Charles Ray Vines was convicted on two capital murder charges, in Sebastian and Crawford county. Vines’ crimes are now the focus of a national TV show.

Jay Rider, Former Captain, Fort Smith Police Department said, “From the aspect of what was done with the victims, it was probably one of the most horrific homicides I ever worked.”

It’s the type of case Rider said he’ll never forget.

“It was a really horrific crime scene. There was blood in every place. In the living room, the attacker had kicked the door in. The door frame shattered all over the room,” Rider explained. “Clearly she had a violent confrontation. You could see defense marks all over her hands and arms. Stab wounds to the head, and torso.” 

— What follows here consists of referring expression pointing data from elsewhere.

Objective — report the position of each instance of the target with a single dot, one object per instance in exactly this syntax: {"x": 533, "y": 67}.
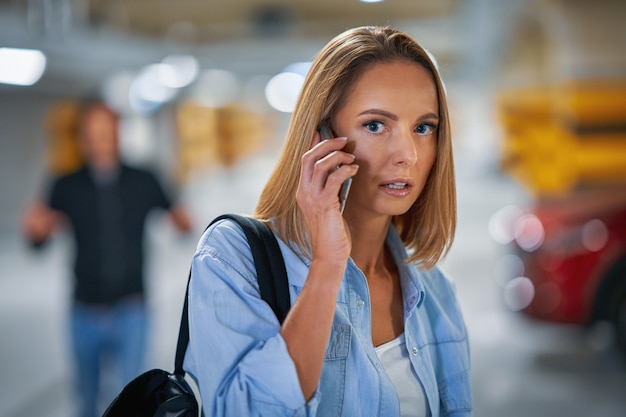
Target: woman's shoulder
{"x": 225, "y": 241}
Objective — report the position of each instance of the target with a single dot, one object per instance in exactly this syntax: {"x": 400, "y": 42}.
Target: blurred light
{"x": 519, "y": 293}
{"x": 501, "y": 224}
{"x": 595, "y": 234}
{"x": 21, "y": 66}
{"x": 253, "y": 94}
{"x": 147, "y": 93}
{"x": 508, "y": 267}
{"x": 282, "y": 91}
{"x": 529, "y": 232}
{"x": 178, "y": 71}
{"x": 115, "y": 91}
{"x": 215, "y": 88}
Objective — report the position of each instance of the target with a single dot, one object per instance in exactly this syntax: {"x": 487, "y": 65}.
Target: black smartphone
{"x": 326, "y": 133}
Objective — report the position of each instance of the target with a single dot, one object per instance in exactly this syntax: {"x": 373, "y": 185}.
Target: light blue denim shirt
{"x": 240, "y": 362}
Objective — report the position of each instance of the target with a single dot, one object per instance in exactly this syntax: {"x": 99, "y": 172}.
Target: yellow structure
{"x": 559, "y": 138}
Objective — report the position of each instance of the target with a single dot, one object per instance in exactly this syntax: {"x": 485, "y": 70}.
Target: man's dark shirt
{"x": 108, "y": 219}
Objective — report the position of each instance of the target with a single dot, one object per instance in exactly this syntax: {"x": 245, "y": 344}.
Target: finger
{"x": 321, "y": 150}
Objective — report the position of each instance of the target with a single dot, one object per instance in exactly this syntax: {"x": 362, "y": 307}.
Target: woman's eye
{"x": 425, "y": 129}
{"x": 374, "y": 126}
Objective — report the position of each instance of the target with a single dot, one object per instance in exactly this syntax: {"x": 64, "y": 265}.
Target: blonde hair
{"x": 427, "y": 228}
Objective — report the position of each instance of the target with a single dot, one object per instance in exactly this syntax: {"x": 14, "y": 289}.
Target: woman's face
{"x": 390, "y": 117}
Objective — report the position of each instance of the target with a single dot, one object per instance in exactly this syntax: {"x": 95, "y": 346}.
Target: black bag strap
{"x": 271, "y": 275}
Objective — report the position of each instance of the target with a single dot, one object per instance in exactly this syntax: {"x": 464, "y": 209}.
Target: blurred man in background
{"x": 106, "y": 203}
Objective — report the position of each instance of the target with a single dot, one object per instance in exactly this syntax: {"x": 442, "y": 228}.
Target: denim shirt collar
{"x": 413, "y": 292}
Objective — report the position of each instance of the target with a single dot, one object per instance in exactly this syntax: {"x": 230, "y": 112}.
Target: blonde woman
{"x": 374, "y": 328}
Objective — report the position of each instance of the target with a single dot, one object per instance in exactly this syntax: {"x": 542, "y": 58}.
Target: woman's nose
{"x": 404, "y": 149}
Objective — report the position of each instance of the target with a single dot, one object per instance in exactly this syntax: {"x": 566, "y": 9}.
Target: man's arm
{"x": 39, "y": 222}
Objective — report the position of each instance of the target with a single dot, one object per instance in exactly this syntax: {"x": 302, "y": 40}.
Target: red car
{"x": 573, "y": 252}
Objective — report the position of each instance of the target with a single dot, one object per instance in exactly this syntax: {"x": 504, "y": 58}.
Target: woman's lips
{"x": 397, "y": 188}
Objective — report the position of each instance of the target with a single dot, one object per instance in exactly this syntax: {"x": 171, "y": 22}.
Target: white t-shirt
{"x": 395, "y": 359}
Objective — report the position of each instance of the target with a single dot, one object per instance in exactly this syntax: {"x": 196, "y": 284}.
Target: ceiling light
{"x": 21, "y": 66}
{"x": 282, "y": 91}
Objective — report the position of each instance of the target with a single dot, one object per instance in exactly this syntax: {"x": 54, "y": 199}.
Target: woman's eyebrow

Vines murdered and raped two elderly women, Juanita Wofford in 1993, and Ruth Henderson in 1995. Several years later, in 2000, Vines attempted to murder a 16-year-old girl.
 
“You could almost take the crime scene photos, and over lap them and see the similarities.”
 
Rider then started working with the Crawford County Sheriff’s office. “The fact that there we had two murders in a small area like this it was really frustrating. We followed up on every lead that we could,” said Rider.
 
After the 1995 murder, the case went cold.
 
“It wasn’t until about 5 years later after the Henderson murder, that the young lady was attacked in her home,” said Rider.
 
The third known attack led to Vines’ arrest.
 
“The step dad found him on top of the young girl, and tried beating him to death,” said Rider. “A deputy arrived before he could finish the job. The step father was trying to extract justice right there.” 
 
The DNA from the first two cases, a perfect match with the DNA evidence found in the final crime scene. 
 
“To me personally, it was just a real relief. I was feeling good about preserving and staying with the case that long,” said Rider.
 
A year after the arrest, Vines agreed to sit down with Rider. For 5 days, and 8 hours at a time. KNWA asked what it was like speaking with a serial killer in depth and his immediate response,  “I don’t know if you would want to put it on the local news.” 
 
“It was very trying sitting there discussing things people shouldn’t have to discuss,” said Rider.
 
More than two decades later, Rider said he understands the intrigue in Vines’ case. 
 
“You just don’t run into that level of violence everyday. And in fact that was probably a once in a lifetime, once in a career type investigation,” explained Rider.
 
The documentary on Vines is the first episode in a series of shows about serial killers. It airs Wednesday night on the ID channel at 9 p.m.